“If it rains I will telegraph,” he said; “if fine, I shall probably walk; it is only a couple of miles.”
Mr. Fortescue, as he always did when he went outside his park (unless he was mounted), took with him a sword-stick, a habit which I thought rather ridiculous, for, though he was an essentially sane man, I had quite made up my mind that his fear of assassination was either a fancy or a fad.
After my patron’s departure I worked for a while in the laboratory; and an hour before dinner I went for a stroll in the park, making, for no reason in particular, toward the principal entrance. As I neared it I heard voices in dispute, and on reaching the gates I found the lodge-keeper engaged in a somewhat warm altercation with an Italian organ-grinder and another fellow of the same kidney, who seemed to be his companion.
The lodge-keepers had strict orders to exclude from the park all beggars without exception, and all and sundry who produced music by turning a handle. Real musicians, however, were freely admitted, and often generously rewarded.
The lodge-keeper in question (an old fellow with a wooden leg) had not been able to make the two vagabonds in question understand this. They insisted on coming in, and the lodge-keeper said that if I had not appeared he verily believed they would have entered in spite of him. They seemed to know very little English; but as I knew a little Italian, which I eked out with a few significant gestures, I speedily enlightened them, and they sheered off, looking daggers, and muttering what sounded like curses.

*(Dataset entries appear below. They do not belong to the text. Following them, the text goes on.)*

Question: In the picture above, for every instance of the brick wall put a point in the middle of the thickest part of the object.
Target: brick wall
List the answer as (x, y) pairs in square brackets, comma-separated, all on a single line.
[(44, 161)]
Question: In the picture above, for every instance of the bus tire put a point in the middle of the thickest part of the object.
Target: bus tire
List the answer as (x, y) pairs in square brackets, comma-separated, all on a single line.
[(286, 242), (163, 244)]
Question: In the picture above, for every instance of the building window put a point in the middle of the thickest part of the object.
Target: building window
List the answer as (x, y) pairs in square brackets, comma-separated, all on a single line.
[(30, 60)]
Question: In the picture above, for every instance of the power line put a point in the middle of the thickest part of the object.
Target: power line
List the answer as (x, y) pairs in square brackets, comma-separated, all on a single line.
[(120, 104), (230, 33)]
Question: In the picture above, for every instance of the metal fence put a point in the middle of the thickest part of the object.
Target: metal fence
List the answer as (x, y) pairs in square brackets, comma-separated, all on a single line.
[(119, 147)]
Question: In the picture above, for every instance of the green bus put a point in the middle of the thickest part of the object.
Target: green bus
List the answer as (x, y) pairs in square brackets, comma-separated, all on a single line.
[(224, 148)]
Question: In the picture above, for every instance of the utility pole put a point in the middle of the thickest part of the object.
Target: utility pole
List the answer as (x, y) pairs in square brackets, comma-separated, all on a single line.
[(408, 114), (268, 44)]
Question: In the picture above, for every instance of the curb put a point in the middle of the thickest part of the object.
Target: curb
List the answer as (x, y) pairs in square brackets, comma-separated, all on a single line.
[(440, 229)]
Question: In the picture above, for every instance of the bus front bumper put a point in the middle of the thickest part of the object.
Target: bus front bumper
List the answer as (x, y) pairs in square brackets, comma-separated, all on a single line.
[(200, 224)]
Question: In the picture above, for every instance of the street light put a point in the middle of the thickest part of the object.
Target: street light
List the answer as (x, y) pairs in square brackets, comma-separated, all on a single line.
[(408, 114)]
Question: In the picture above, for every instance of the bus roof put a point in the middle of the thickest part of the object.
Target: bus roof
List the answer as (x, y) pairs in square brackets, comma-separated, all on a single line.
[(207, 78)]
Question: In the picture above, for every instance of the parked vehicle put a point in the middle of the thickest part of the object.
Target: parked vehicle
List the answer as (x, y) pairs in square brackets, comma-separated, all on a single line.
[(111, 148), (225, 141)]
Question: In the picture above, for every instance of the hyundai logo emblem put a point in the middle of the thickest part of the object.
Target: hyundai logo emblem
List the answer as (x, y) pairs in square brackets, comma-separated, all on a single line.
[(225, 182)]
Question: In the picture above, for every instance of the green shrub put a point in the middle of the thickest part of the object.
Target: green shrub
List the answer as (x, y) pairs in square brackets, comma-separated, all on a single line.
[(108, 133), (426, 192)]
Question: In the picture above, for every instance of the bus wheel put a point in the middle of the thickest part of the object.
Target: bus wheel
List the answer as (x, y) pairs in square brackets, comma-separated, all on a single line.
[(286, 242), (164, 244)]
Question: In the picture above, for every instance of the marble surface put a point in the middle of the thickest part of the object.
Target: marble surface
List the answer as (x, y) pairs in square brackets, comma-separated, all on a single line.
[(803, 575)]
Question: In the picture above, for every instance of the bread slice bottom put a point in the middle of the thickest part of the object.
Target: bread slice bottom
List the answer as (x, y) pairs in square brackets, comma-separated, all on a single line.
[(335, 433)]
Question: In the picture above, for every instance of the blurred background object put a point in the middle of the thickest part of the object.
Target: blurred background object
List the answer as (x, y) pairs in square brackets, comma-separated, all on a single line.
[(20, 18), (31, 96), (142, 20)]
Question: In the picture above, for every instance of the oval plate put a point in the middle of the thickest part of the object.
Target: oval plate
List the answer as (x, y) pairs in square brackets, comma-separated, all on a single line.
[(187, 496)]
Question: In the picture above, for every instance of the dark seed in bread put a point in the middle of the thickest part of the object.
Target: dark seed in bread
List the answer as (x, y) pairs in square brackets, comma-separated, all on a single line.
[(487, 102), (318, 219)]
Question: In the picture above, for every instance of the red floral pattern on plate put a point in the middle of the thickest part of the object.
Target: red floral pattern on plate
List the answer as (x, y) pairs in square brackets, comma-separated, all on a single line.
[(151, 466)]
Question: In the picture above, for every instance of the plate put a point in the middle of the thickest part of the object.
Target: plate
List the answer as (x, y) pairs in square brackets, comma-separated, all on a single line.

The man who carried the organ was of the usual type—short, thick-set, hairy, and unwashed. His companion, rather to my surprise, was just the reverse—tall, shapely, well set up, and comparatively well clad; and with his dark eyes, black mustache, broad-brimmed hat, and red tie loosely knotted round his brawny throat, he looked decidedly picturesque.
On the following day, as I was going to the stables (which were a few hundred yards below the house) I found my picturesque Italian in the back garden, singing a barcarole to the accompaniment of a guitar. But as he had complied with the condition of which I had informed him, I made no objection. So far from that I gave him a shilling, and as the maids (who were greatly taken with his appearance) got up a collection for him and gave him a feed, he did not do badly.
A few days later, while out riding, I called at the station for an evening paper, and there he was again, “touching his guitar,” and singing something that sounded very sentimental.
“That fellow is like a bad shilling,” I said to one of the porters—“always turning up.”
“He is never away. I think he must have taken it into his head to live here.”